Imagine you’re an engineer working on a new product feature that is going to have a high impact on the end user, like the Dropbox Badge. You want to get quick validation on the functionality and utility of the feature. Each individual change you make might be relatively simple, like a tweak to the CSS changing the size of a font, or more substantial, like enabling the Badge on a new file type. You could set up user studies, but these are relatively expensive and slow, and are a statistically small sample size. Ideally, you write some code, add it to the codebase, have it tested automatically, and then release it immediately to some users so you can gather feedback and iterate.
Now imagine you’re the engineer responsible for maintaining the code platform. Every code change and every new version requires you or someone on your team to do a piece of work.

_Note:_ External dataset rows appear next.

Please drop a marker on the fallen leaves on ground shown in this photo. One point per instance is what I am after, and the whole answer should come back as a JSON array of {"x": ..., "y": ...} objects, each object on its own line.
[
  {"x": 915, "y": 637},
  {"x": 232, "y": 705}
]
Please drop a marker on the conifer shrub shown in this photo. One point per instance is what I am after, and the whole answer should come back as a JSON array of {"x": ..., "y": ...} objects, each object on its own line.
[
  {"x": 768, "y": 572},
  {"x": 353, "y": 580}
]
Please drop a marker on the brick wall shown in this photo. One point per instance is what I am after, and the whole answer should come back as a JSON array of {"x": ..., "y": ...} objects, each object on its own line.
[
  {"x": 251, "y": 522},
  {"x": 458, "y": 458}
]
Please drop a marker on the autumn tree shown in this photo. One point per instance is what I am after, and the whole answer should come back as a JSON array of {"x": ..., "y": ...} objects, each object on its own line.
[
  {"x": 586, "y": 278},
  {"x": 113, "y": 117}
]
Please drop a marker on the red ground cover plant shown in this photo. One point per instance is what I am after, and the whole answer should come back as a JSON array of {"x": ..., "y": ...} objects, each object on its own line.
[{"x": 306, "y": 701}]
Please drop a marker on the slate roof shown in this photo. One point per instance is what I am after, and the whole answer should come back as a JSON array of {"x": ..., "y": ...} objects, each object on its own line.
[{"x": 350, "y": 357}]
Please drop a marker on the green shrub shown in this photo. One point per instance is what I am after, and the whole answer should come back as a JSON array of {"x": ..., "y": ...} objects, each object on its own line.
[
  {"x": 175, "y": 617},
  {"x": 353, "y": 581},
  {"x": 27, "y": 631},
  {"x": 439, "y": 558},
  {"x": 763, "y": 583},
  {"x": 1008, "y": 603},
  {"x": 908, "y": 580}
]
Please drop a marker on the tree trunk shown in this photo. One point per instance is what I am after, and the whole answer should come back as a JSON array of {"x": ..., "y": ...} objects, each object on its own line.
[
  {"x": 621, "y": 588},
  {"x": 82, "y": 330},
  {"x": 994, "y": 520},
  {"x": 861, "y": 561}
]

You need to make sure that any random commit doesn’t break the development environment for everyone, that the machines that compile code are up and running, and that mysterious bugs are found and routed to the correct engineer to fix before a new version is released to the world. For the Dropbox Desktop Client, this also means keeping up lightning-fast sync rates, making sure core workflows (like sign-in) still function, and minimizing crashes. Ideally, you want to minimize manual operations work, and you want product quality to be high.
This can create conflict. The product engineer wants to release as quickly as possible, with ambitious new ideas. The platform engineer doesn’t want to stay until 10pm everyday to make that happen, or to have to constantly say no to the product engineer because changes are too risky to product quality. How do we keep these two types of people in harmony?

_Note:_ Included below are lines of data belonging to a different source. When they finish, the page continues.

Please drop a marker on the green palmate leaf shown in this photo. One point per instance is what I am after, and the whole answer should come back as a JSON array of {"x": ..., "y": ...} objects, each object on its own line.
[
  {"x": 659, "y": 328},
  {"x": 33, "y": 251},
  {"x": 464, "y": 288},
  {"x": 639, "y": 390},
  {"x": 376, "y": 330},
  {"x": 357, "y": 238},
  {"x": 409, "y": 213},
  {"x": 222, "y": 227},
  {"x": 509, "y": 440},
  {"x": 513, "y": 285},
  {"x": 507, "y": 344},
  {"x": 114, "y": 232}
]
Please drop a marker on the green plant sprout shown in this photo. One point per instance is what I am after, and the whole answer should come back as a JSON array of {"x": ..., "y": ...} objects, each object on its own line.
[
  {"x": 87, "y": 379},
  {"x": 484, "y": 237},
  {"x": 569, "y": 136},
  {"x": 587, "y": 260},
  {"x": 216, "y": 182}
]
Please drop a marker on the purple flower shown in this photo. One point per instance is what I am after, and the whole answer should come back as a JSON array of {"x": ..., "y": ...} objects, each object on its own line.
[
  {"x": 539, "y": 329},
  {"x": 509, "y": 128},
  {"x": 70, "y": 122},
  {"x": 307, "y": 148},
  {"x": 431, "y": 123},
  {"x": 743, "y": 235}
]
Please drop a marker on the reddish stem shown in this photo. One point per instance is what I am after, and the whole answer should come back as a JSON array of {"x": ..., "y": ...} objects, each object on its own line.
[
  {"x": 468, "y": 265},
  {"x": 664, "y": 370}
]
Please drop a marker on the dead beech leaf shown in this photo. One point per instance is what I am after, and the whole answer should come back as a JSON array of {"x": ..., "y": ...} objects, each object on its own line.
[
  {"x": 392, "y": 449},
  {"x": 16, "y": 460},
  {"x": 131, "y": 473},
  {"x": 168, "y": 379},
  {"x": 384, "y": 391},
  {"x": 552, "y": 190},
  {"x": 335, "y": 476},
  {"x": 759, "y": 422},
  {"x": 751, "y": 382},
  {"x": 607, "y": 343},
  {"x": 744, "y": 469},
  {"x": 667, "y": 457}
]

At Dropbox, the Desktop Client development and deployment schedule previously took 8 weeks per major release, with more than 3 full time engineers required to orchestrate everything. The experience was unpredictable for engineers, because there were frequent rollbacks and delays, and it took a lot of time to figure out and fix the source of new bugs and test failures. It would take up to 3 days before a product engineer’s code reached an internal user and 10-18 weeks before it was fully released.

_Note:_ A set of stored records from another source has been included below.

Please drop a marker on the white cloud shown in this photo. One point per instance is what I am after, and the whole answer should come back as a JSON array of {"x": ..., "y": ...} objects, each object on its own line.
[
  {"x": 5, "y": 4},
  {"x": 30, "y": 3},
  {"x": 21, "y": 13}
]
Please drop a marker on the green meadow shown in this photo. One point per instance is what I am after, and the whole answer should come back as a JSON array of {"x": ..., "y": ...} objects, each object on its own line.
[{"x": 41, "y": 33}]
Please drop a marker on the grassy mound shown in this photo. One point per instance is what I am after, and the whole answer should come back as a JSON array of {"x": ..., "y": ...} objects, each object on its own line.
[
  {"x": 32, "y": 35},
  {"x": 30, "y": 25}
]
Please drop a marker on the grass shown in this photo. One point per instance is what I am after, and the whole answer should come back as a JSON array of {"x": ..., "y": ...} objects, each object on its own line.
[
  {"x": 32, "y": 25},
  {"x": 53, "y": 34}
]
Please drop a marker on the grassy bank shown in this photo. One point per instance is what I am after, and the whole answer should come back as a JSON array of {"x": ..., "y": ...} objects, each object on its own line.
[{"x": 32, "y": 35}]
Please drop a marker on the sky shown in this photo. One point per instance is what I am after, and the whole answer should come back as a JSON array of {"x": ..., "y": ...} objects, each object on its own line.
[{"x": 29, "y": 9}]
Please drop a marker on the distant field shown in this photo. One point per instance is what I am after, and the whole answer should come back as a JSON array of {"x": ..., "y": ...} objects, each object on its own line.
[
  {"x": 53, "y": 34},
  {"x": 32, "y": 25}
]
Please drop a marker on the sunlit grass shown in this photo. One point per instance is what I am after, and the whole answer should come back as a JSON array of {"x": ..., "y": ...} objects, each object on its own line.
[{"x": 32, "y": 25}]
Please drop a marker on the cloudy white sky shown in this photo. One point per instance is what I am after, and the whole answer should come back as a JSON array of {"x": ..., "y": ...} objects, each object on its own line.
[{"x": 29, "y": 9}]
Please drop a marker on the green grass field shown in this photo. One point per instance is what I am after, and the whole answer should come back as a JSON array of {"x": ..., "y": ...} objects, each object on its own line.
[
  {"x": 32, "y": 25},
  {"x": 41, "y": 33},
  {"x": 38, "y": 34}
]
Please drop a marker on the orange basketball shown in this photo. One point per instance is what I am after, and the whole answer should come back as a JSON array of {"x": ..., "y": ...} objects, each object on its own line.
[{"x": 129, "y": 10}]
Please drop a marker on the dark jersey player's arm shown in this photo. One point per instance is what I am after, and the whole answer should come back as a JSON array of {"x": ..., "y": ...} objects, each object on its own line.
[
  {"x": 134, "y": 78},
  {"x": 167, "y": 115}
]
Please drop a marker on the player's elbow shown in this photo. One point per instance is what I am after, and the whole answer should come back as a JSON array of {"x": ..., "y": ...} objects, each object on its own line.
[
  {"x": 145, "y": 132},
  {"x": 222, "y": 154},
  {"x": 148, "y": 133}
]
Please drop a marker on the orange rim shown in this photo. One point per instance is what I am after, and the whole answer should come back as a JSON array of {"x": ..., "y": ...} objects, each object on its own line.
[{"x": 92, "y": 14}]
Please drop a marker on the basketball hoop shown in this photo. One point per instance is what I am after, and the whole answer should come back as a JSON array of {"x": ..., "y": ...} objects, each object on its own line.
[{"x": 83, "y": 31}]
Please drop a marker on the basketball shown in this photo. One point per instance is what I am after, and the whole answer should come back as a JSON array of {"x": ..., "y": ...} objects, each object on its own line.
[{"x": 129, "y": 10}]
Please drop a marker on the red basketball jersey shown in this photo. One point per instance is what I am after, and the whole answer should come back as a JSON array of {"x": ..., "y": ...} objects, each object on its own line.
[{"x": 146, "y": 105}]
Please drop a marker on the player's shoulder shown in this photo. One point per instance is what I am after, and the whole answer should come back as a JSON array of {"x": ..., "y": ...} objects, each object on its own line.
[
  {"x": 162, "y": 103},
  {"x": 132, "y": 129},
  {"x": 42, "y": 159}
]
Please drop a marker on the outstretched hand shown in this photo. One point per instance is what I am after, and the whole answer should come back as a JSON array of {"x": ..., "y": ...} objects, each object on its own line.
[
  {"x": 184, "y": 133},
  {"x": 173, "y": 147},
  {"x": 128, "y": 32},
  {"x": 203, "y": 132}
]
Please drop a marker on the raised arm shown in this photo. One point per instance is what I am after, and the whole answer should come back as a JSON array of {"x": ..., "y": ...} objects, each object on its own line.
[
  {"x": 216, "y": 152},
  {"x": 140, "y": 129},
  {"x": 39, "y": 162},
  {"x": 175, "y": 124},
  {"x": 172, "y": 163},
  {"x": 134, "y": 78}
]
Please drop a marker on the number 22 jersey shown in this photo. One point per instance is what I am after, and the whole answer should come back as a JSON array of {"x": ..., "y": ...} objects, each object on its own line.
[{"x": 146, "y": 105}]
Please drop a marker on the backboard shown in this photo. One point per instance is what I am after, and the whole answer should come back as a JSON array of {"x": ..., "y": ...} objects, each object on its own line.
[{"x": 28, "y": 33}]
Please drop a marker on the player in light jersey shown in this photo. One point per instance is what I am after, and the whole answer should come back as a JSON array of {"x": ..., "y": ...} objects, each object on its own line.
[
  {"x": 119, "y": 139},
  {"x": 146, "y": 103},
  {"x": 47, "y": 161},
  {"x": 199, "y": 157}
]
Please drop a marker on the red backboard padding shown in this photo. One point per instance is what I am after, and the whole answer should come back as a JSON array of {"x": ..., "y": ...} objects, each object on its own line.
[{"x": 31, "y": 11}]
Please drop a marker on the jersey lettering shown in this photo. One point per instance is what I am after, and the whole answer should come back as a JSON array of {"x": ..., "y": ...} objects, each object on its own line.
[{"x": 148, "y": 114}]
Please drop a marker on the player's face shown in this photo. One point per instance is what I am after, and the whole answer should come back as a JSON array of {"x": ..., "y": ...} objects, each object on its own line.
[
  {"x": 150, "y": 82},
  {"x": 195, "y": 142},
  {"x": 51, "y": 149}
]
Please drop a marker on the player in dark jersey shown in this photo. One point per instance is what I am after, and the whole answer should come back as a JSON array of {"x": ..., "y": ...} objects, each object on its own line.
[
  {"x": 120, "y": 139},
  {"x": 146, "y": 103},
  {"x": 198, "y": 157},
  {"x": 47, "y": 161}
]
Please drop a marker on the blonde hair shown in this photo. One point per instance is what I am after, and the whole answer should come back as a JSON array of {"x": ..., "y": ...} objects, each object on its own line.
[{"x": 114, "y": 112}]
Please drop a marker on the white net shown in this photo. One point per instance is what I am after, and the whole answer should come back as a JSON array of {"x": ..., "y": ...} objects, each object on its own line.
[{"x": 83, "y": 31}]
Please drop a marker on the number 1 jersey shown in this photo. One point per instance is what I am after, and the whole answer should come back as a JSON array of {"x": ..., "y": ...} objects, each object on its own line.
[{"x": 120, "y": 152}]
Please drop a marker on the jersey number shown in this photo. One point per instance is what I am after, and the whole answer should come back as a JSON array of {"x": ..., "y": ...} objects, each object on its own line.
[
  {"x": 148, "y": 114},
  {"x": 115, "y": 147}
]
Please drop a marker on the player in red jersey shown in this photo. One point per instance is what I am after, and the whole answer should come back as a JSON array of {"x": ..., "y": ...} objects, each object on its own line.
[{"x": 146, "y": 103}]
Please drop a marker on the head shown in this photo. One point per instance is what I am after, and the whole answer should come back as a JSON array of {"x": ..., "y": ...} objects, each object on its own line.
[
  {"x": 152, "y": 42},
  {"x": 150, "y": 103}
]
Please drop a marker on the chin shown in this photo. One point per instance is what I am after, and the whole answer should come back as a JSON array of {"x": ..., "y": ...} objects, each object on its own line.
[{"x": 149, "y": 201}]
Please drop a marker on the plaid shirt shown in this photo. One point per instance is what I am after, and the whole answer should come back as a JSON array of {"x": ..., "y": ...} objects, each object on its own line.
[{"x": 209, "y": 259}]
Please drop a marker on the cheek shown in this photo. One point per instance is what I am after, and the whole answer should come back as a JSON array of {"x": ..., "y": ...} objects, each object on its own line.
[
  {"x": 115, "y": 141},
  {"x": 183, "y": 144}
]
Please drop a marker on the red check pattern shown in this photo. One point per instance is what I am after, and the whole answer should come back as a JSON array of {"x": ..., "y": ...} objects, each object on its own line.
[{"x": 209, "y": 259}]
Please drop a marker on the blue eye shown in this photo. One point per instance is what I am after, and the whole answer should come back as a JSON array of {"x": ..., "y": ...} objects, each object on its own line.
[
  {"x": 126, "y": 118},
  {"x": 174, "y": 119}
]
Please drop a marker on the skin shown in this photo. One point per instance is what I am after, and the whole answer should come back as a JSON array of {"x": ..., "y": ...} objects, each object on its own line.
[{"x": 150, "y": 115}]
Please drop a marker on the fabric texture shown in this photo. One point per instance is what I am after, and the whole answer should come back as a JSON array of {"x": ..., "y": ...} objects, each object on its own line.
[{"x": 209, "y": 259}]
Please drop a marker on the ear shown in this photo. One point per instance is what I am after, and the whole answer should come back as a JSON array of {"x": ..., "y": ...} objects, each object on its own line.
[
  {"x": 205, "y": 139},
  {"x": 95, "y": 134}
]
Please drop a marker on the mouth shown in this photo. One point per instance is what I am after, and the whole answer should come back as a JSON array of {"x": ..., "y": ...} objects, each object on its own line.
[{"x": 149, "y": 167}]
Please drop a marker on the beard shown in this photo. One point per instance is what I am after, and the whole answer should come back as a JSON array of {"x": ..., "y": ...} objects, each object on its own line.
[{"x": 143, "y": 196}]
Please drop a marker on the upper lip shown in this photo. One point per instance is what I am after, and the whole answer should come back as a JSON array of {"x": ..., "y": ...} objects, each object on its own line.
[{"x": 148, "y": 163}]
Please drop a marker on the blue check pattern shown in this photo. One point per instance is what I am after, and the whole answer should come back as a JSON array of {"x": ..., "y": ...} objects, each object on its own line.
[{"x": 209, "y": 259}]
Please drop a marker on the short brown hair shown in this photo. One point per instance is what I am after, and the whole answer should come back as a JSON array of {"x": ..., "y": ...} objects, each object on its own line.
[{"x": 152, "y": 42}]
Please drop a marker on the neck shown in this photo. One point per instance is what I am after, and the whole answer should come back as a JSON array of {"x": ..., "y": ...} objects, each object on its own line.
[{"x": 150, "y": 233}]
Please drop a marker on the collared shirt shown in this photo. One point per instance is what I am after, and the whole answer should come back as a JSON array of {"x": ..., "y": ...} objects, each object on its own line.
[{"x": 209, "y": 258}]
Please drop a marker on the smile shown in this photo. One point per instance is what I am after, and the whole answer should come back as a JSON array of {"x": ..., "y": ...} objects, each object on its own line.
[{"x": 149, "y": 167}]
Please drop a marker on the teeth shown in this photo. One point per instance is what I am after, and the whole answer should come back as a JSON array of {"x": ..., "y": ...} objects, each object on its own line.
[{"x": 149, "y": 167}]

With improvements in our process and systems, we are now operating on a 2-week cadence. Most of the release process is handled by a Technical Project Manager with two engineers who assist part-time, and debugging work is quickly routed to the responsible team. Code is sent to internal users within one business day, and to everyone within 2-4 weeks. The rest of this post (and the next post in this series) talks about how we achieved this remarkable improvement.
The previous model
In 2015, the Dropbox Desktop Client targeted a cadence of releasing a new major version every 8 weeks. It took 10-18 weeks from when code was added to the main branch of the codebase until the feature was deployed to 100% of Desktop Client users. To quote from old documentation, the "long cycle time is to ensure that we are not putting insecure or very broken code on our users' machines, because auto-update is a slow and imperfect process.” Here is a summary of that process:
Integrating new code
The Release Engineering team, responsible for the infrastructure on which test suites and build scripts ran, had at least one and up to three full-time people dedicated to operations work to keep the machines that allowed engineers to commit new code running.
Compiling a new version of Dropbox was the responsibility of a specific engineer, who was the “Primary On-Call” for the Desktop Client team. Their day looked like this:
- Arrive to work. Choose a commit on which to make a new build.
- Do some manual tasks to incorporate new translations and tag the commit as the new official version. Push to the build machines, which would make new official Dropbox binaries.
- Troubleshoot the build machines and retry the build-making process if anything went wrong.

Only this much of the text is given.